未来絵図 ー二人で歩むこれからー
そして、今に至る。テレビそっちのけで料理中の奈々子さんの後ろ姿を眺める。ふいに、LINEの受信音が。
ーあと、10分でつきます!けじめつけれた?ー
宮崎からだ。宮崎が松本さんを引っ張っていったとき、チャンスを作ってくれたのは分かっていた。
もう、言うしかない。
「奈々子さん。」
「まだ、出来ないんだよね。ごめん。」
キッチンに入ってきた俺に申し訳なさそうにいう。
「今、幸せですか?…松本さんと付き合えて。」
「うん、幸せ。……なに、急に。」
俺は奈々子さんとの距離を近づける。自宅のせいか、胸元が広い部屋着に着替えて、無防備に見える。松本さんと身長があまり変わらない俺と長身じゃない奈々子さん。

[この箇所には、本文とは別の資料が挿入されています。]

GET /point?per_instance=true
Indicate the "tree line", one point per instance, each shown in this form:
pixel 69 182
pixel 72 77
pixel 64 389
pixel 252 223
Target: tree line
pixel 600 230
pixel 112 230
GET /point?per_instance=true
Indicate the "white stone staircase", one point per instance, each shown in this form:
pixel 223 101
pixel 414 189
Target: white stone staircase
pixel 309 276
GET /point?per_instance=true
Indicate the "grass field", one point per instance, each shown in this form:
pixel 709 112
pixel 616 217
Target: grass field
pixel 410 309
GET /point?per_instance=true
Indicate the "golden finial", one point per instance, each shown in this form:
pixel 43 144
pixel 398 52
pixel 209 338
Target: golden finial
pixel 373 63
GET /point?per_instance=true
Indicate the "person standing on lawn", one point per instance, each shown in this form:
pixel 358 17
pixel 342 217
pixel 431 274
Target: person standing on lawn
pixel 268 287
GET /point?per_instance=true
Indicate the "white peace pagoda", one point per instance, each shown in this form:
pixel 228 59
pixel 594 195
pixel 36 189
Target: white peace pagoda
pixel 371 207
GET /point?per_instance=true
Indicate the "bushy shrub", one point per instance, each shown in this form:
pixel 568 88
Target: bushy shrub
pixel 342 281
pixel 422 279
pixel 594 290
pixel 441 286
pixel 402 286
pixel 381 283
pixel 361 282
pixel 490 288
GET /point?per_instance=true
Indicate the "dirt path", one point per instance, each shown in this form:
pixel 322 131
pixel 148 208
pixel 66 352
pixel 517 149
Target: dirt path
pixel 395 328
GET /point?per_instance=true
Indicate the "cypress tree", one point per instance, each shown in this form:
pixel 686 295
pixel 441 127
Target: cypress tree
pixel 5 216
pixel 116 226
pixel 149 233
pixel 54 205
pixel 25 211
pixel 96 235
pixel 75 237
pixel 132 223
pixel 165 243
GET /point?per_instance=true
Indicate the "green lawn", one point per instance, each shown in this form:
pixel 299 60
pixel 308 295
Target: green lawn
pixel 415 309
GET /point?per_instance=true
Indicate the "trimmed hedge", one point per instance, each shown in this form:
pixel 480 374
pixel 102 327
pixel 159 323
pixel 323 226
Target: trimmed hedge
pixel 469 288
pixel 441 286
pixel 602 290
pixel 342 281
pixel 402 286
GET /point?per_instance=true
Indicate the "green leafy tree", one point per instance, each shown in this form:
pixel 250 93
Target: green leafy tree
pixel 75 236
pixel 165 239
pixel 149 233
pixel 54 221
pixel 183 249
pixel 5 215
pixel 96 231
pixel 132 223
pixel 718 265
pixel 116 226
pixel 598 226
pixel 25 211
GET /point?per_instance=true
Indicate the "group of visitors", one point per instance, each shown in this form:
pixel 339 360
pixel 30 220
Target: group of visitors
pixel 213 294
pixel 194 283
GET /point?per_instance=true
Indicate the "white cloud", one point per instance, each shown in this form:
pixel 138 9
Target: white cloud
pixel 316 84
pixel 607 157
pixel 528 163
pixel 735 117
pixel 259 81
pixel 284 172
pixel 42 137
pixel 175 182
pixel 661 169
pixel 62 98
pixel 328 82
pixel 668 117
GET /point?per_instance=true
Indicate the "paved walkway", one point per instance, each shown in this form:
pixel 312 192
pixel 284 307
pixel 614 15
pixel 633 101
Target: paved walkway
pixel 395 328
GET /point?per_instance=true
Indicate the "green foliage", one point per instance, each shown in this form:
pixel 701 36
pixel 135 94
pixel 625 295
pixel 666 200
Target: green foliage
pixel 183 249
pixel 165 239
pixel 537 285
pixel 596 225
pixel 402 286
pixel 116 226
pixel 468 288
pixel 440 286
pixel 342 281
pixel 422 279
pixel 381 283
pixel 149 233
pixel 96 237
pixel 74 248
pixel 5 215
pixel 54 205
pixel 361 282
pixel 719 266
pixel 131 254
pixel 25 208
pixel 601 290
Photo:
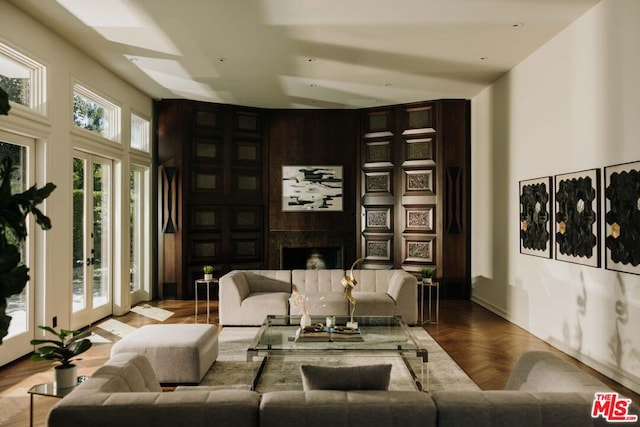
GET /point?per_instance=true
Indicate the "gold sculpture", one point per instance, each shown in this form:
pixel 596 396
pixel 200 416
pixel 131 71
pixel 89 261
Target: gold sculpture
pixel 349 282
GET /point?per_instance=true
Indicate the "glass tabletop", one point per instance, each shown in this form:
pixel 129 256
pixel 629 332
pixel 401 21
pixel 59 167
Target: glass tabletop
pixel 374 333
pixel 51 389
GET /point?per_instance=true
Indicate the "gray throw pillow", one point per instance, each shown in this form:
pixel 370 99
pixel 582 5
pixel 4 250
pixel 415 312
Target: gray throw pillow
pixel 365 377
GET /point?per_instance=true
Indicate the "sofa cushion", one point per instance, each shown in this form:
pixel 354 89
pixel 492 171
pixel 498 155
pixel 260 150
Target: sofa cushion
pixel 514 409
pixel 326 304
pixel 361 408
pixel 365 377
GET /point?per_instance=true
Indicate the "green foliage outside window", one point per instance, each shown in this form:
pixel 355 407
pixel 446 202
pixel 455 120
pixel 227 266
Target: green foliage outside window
pixel 17 90
pixel 88 115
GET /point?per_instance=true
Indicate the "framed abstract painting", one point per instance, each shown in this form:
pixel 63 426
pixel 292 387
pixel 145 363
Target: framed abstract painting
pixel 622 217
pixel 577 217
pixel 312 188
pixel 536 217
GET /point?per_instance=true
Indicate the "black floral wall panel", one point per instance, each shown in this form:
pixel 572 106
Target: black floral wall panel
pixel 622 207
pixel 535 217
pixel 577 218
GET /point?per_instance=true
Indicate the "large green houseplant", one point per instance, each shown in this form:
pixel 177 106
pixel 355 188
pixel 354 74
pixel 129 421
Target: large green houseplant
pixel 64 349
pixel 14 209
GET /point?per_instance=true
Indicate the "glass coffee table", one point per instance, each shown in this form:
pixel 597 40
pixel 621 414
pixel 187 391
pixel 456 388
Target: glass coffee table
pixel 282 336
pixel 50 390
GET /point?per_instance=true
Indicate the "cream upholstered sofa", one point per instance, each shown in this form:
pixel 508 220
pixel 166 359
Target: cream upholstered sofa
pixel 542 391
pixel 248 296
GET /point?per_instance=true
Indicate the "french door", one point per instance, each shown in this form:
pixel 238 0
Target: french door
pixel 92 296
pixel 20 307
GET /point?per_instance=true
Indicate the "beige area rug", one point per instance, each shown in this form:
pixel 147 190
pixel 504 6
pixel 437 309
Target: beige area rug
pixel 155 313
pixel 231 370
pixel 116 327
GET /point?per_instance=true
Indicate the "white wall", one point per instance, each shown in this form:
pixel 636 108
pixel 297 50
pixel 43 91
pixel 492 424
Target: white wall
pixel 572 105
pixel 55 134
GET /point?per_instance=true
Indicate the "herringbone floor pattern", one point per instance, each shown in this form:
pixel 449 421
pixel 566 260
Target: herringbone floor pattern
pixel 482 343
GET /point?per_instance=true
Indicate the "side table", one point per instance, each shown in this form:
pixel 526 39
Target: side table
pixel 50 390
pixel 430 285
pixel 206 283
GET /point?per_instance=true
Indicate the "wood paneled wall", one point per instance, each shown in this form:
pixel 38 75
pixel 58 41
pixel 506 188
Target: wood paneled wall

ふと、胸の谷間が見えて、そこにも赤いしるしを見つけた。そんな、恋人の一時が垣間見え、妬いてしまう。
「好きです。」
「…えっ。」
「気が付いたのは最近なんです。でも、入社する前から好きだったと思います。」
「隼くん。」
「松本さんがいるのも、俺を、なんとも思ってないのも分かってます。」
「……。」
「自分が先に進めないんです。」
しばらく沈黙が続く。すごい長い沈黙に感じられる。
「隼くん。」
ふいに、まっすぐ見つめられ、ドキッとしてしまう。
「ありがとう。松本さんを好きな気持ちは、これからも変わらない。隼くんには、たくさん助けてもらったし、支えてもらった。ひどいことを言ってしまうかもしれないけど。私を支えてくれたように、ゲストハウスでは、松本さんを支えてほしいと思う。私、隼くんは、最高のジョブパートナーと思ってる。これから先も、こんなに仕事する上でわかり会える人はいない。でも、恋人としては無理なの。ごめんね。」
フラれるのは分かってた。はっきりと言ってくれて良かった。つらい、でも、最高のジョブパートナーと言ってくれて嬉しかった。
「奈々子さん。松本さんからハグの許しはもらってるです。最後に抱き締めていい?」
奈々子さんは微笑んで"いいよ。"と、頷いてくれた。